November 16, 2010

Neanderthals Had Shorter Childhood Than Modern Humans

A new analysis of teeth from 11 Neanderthal and early human fossils shows that modern humans are slower than our ancestors to reach full maturity.

The findings also suggest that modern kids' lengthy childhoods are a relatively recent phenomenon unique to our own species, and may even have given early humans an evolutionary advantage over Neanderthals.

The study is the latest to demonstrate the small, but vital, differences in early development between modern humans and Neanderthals, who became extinct about 28,000 years ago.

Scientists examine the growth of teeth because it serves as a proxy for overall development.

"Teeth are remarkable time recorders, capturing each day of growth much like rings in trees reveal yearly progress," said Tanya Smith, assistant professor of human evolutionary biology at Harvard and the study's lead author.

"Even more impressive is the fact that our first molars contain a tiny 'birth certificate,' and finding this birth line allows scientists to calculate exactly how old a juvenile was when it died."

Compared to early humans, other primates have shorter gestation, faster childhood maturation, younger age at first reproduction and shorter lifespans.  However, scientists are unclear about precisely when, during the 7 million years since our evolutionary split from non-human primates, this shift occurred.  Scientists have also debated whether various development patterns differed between Neanderthals and homo sapiens, from which modern humans evolved.

Previous studies have pointed to differences in maturation and lifespan between early humans and apes, whose females have shorter pregnancies and whose offspring mature faster and reproduce at younger ages than humans.
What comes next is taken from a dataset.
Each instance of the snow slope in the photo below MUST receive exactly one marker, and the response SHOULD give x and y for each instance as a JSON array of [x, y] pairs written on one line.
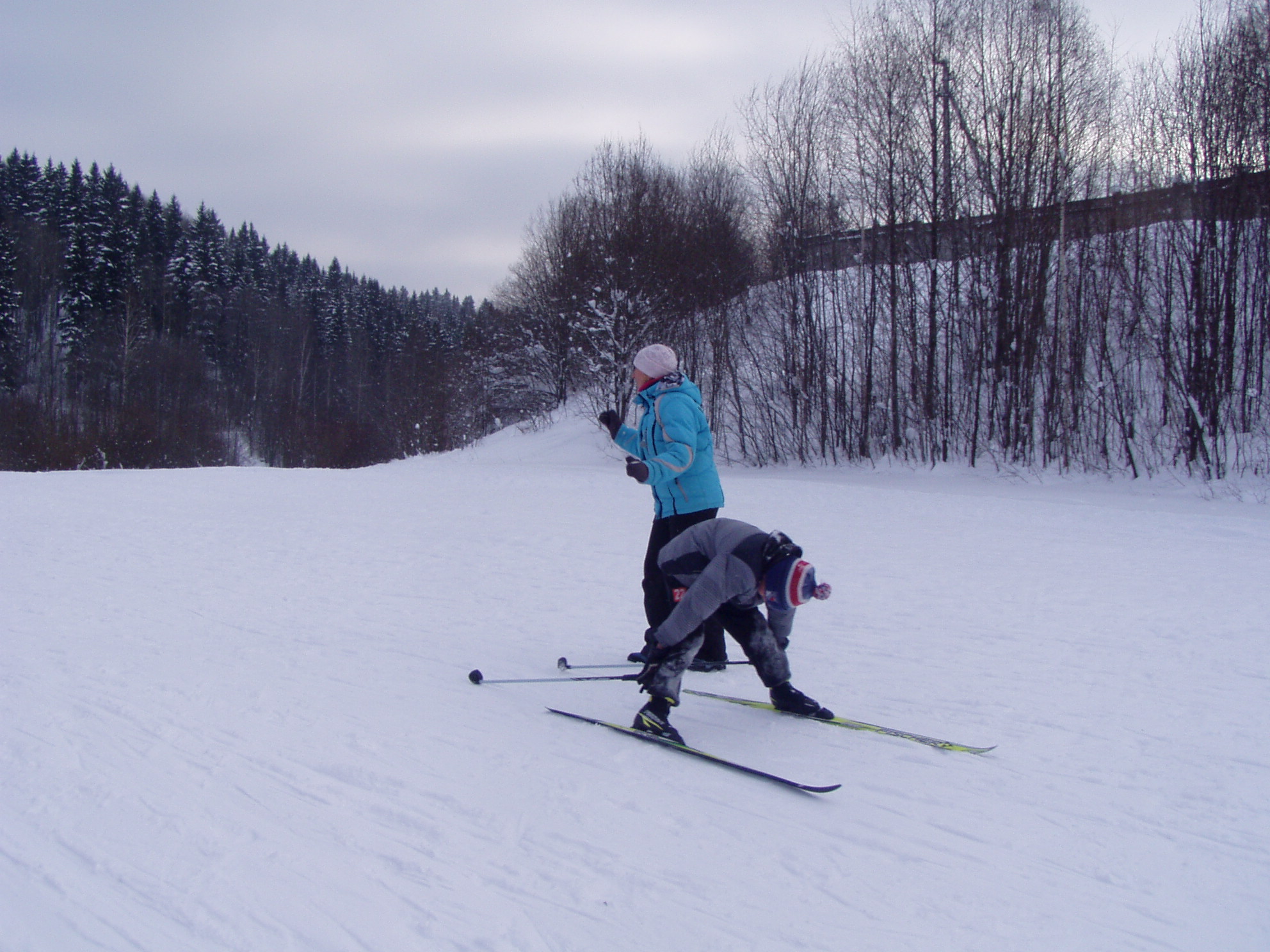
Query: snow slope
[[234, 715]]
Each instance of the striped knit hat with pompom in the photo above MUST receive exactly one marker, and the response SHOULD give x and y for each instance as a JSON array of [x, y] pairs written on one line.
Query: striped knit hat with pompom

Chimpanzees, for instance, bear their first babies at age 13 on average, compared with age 19 in humans.

Smith and her colleagues found that young Neanderthal tooth growth was significantly faster than in humans, including some of the earliest groups of modern humans to leave Africa some 90,000 to 100,000 years ago. This indicates that the elongation of childhood has been a relatively recent development.

Humans' extended maturation may also have facilitated additional learning and complex cognition, possibly giving early Homo sapiens an advantage over their Neanderthal cousins, the researchers said.

The study involved some of the most famous Neanderthal children ever discovered, including the first hominid fossil, discovered in Belgium in the winter of 1829-30. This individual was previously believed to have been four to five years old at the time of death.  However, using powerful synchrotron X-rays developed at the European Synchrotron Radiation Facility in Grenoble, France, along with the biological rhythms inside teeth, the scientists discovered the child was only three years old.

While counting lines in teeth isn't a new method, Smith says, doing it "virtually" using synchrotron micro-computed tomography is.

"These new methods present a unique opportunity to assess the origins of a fundamentally human condition: the costly yet advantageous shift from a primitive 'live fast and die young' strategy to the 'live slow and grow old' strategy that has helped to make humans one of the most successful organisms on the planet," Smith said.

The study adds to the growing body of evidence that subtle developmental differences exist between humans and our Neanderthal cousins. 

The recent sequencing of the Neanderthal genome, in particular, has provided exciting genetic clues pointing to differences in cranial and skeletal development between Neanderthals and modern humans. 

A separate study released last week revealed that the brains of Neanderthals and humans were similar at birth, but developed differently during the first year of life.

The current study, led by scientists at Harvard University, the Max Planck Institute for Evolutionary Biology (MPI-EVA), and the European Synchrotron Radiation Facility (ESRF), is detailed in the Proceedings of the National Academy of Sciences.